Trope-a-Day: Worthless Yellow Rocks

Worthless Yellow Rocks: Oh, yeah. Starting with gold itself, whose rarity went the way of the dodo shortly after asteroid mining was developed, and whose price is of a similar order to Earth’s prices for iron, if not actually less. (Which is to say, if it didn’t wear down so fast, you could pave streets with the stuff.) Iron, meanwhile, is so ridiculously cheap that most mining companies will let you have it for the cost of hauling the damn stuff away – it’s basically an overly plentiful byproduct of refining metals that are actually worth something.

In any case, this makes the gAu, along with other precious metal currencies like the gAg and the gPt, float very low indeed on the Empire’s currency exchanges and those of the other Core Markets. If you want them to be worth much, it’s time to find some Emerging Market deep in the Periphery, preferably worldbound.

Diamonds, if anything, have suffered even more. They’re trivial to assemble for even the most primitive carbon organizer, to the point where diamondoids are common industrial materials. Worse, enough planets have used carbon-organizers for industrial-scale carbon sequestration that there are entire bloody mountains of bar diamond lying around in places.

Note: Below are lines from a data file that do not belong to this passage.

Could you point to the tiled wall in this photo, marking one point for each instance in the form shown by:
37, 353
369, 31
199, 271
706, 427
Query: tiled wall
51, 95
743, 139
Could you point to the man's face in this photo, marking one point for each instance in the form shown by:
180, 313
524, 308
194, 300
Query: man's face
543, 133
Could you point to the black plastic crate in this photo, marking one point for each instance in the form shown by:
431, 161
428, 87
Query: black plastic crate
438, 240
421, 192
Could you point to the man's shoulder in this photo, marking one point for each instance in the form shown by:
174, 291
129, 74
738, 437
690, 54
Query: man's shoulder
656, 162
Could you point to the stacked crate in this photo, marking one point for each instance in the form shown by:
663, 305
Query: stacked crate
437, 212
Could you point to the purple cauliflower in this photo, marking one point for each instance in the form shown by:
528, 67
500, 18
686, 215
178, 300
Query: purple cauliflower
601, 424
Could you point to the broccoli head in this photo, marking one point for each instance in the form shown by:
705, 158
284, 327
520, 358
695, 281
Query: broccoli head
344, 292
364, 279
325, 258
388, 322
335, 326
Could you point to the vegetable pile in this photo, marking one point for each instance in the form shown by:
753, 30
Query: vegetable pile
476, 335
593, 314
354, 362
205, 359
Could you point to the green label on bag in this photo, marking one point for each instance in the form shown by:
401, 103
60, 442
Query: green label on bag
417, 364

In general, advanced materials technologies are really hard on simple valuable stuff. Stuff with complexity included, now, that’s a different matter…

 

2 thoughts on “Trope-a-Day: Worthless Yellow Rocks

  1. Is there anything like Star Trek Latinum”, some material that is still usable as physical money: divisible, verifiable, portable, and rare, even in the face of asteroid mining and nanofabs?

    • Not really, in the big picture. There are some exotic matter variants or valuable-yet-obscure-and-hard-to-duplicate-with-natural-variation biologicals that might come close on the basis of intrinsic properties that are valued, but they lack universality; they tend to be more “things used more often for barter than others” rather than any kind of currency.

      The modern physical esteyn gets the necessary properties by being a physical token for a cryptographic signature verifiable by the Imperial Banking & Credit Weave, and the exval has also followed that model. So, with variations, have just about all of the Core and First Tier Markets, because that’s what they have that works.